Wednesday, February 7, 2007

Antigone

In Antigone the greatest fool is Creon and we can all learn a lesson from his arrogance. This story is in many ways a way of telling us what not to do if, god forbid, we ever end up with power over anyone else's life but our own. Creon, the brute, believes that man is defined by his subjugation of others. "For he is man and he is cunning," says the chorus, "and he has invented ways to take controll" (15). The reason I say that Creon believes this is that he is all for putting others under the yoke. Later he claims that "reject one man ruling another and that's the worst. Anarchy tears up a city" (29).
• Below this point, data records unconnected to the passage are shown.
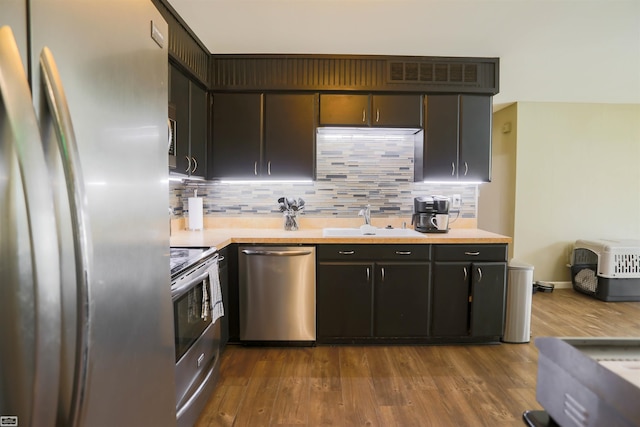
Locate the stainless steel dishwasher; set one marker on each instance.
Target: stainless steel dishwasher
(277, 294)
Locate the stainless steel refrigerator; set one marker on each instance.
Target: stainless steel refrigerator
(86, 329)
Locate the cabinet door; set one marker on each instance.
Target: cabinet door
(344, 110)
(198, 135)
(344, 294)
(179, 96)
(290, 131)
(236, 135)
(396, 111)
(223, 265)
(488, 298)
(440, 159)
(401, 300)
(475, 138)
(450, 302)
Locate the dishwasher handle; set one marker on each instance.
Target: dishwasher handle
(274, 253)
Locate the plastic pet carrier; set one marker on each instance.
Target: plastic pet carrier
(607, 269)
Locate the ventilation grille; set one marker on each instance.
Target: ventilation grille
(421, 72)
(363, 73)
(627, 264)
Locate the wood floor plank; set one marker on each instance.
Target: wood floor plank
(439, 386)
(325, 369)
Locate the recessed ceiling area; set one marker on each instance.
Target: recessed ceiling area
(549, 50)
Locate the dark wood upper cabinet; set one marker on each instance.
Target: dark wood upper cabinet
(344, 110)
(236, 135)
(179, 96)
(290, 129)
(371, 110)
(396, 111)
(457, 139)
(198, 109)
(263, 136)
(191, 102)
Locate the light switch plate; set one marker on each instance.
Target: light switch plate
(456, 201)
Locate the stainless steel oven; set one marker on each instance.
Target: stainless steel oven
(197, 331)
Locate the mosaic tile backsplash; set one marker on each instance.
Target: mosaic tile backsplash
(352, 170)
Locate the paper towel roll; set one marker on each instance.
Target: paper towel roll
(195, 213)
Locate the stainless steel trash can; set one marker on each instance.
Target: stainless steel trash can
(519, 292)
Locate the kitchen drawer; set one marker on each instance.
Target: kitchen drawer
(470, 253)
(347, 252)
(403, 252)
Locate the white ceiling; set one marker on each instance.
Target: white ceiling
(549, 50)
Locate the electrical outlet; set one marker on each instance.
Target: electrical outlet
(456, 201)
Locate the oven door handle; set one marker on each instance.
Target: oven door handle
(183, 289)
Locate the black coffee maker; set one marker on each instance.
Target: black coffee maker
(431, 214)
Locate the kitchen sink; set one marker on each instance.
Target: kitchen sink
(371, 232)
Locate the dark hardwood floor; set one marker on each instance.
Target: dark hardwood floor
(470, 385)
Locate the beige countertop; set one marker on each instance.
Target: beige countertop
(221, 237)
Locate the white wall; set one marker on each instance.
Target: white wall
(496, 199)
(577, 177)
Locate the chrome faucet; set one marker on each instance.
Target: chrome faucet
(366, 213)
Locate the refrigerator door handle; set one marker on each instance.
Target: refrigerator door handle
(58, 114)
(21, 127)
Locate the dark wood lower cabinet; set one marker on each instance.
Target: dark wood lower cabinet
(488, 289)
(401, 300)
(344, 295)
(468, 299)
(451, 291)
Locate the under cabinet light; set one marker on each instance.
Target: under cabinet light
(258, 181)
(454, 182)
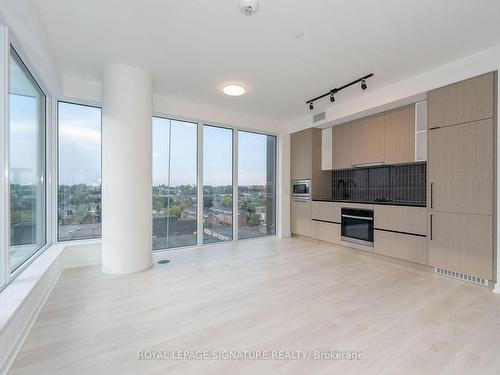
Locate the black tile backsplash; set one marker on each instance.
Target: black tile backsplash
(396, 183)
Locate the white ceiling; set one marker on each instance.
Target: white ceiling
(192, 47)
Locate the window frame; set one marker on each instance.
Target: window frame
(276, 178)
(56, 170)
(10, 44)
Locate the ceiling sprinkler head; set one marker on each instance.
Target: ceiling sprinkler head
(249, 7)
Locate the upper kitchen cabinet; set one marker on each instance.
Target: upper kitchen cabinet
(305, 161)
(368, 140)
(400, 135)
(326, 149)
(301, 154)
(341, 146)
(465, 101)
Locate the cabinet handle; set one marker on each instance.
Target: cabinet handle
(432, 194)
(432, 225)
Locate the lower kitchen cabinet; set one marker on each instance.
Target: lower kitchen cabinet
(462, 243)
(300, 217)
(402, 246)
(326, 211)
(328, 232)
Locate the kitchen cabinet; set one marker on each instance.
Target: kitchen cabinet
(326, 149)
(460, 168)
(401, 219)
(341, 146)
(301, 155)
(300, 217)
(461, 102)
(462, 243)
(367, 140)
(421, 131)
(327, 232)
(399, 145)
(401, 246)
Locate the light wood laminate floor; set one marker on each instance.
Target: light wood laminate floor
(268, 294)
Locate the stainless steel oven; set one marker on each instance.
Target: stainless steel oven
(301, 189)
(357, 226)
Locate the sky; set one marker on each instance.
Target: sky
(80, 148)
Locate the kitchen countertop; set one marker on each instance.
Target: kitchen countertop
(389, 203)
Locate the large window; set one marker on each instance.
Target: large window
(175, 150)
(217, 184)
(26, 163)
(79, 189)
(256, 185)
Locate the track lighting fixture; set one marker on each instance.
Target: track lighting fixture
(334, 91)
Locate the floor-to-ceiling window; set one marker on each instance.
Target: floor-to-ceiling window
(217, 184)
(26, 163)
(175, 146)
(256, 184)
(79, 162)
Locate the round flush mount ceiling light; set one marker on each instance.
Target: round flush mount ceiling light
(249, 7)
(233, 90)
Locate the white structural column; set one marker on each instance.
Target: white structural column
(127, 112)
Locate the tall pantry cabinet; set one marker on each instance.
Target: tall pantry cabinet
(461, 152)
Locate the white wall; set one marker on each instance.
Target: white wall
(377, 99)
(411, 90)
(28, 35)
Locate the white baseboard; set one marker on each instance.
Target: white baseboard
(25, 304)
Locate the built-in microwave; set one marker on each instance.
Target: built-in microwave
(301, 189)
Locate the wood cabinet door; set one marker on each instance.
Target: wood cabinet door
(368, 140)
(326, 232)
(300, 217)
(326, 211)
(465, 101)
(401, 219)
(326, 149)
(400, 135)
(460, 168)
(341, 146)
(462, 243)
(301, 155)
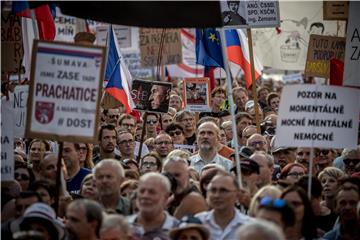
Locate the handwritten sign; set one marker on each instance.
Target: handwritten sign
(7, 142)
(150, 41)
(12, 50)
(318, 116)
(321, 50)
(352, 52)
(250, 14)
(65, 92)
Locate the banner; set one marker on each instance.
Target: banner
(286, 47)
(318, 116)
(151, 41)
(65, 93)
(352, 51)
(320, 51)
(197, 94)
(250, 14)
(7, 142)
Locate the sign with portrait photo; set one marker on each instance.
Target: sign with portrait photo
(250, 14)
(151, 96)
(65, 91)
(197, 94)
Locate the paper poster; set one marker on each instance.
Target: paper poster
(7, 142)
(320, 51)
(151, 96)
(12, 50)
(151, 40)
(65, 93)
(286, 47)
(352, 52)
(250, 14)
(318, 116)
(197, 92)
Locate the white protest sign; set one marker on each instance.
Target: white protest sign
(7, 142)
(352, 49)
(250, 14)
(318, 116)
(64, 94)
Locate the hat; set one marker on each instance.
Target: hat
(41, 212)
(189, 222)
(248, 165)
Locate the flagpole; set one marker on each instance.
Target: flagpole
(231, 102)
(253, 83)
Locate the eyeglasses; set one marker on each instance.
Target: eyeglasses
(151, 121)
(123, 142)
(173, 133)
(349, 161)
(22, 176)
(221, 191)
(296, 174)
(271, 202)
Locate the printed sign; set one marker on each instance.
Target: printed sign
(151, 40)
(336, 10)
(12, 50)
(197, 94)
(250, 14)
(321, 49)
(65, 91)
(7, 142)
(318, 116)
(151, 96)
(352, 52)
Creon, like a stubborn parent, punishes Antigone, not because she is hurting others but because she challenges the established heirarchy with her deffieance. Creno, it seems, believes that the law must be unchanging if it is to be respected. There are others, howerver, that believe differently. On page 31 we hear talk of trees in a flood and how, if they bend, they will be saved. In antigone it is failure to change your mind that is the deepest folly and symptomatic of tyrany. To the universe, we are very small. Infentisamal, in fact, and her will is greater than ours. To refuse to let her lead the dance from time to time is foolishness because her will is greater than ours. She does not need us, we need her, and it is best to submit to circumstances rather than be broken by the stream, for "Zeus hates an arrogant boast with towering hatred."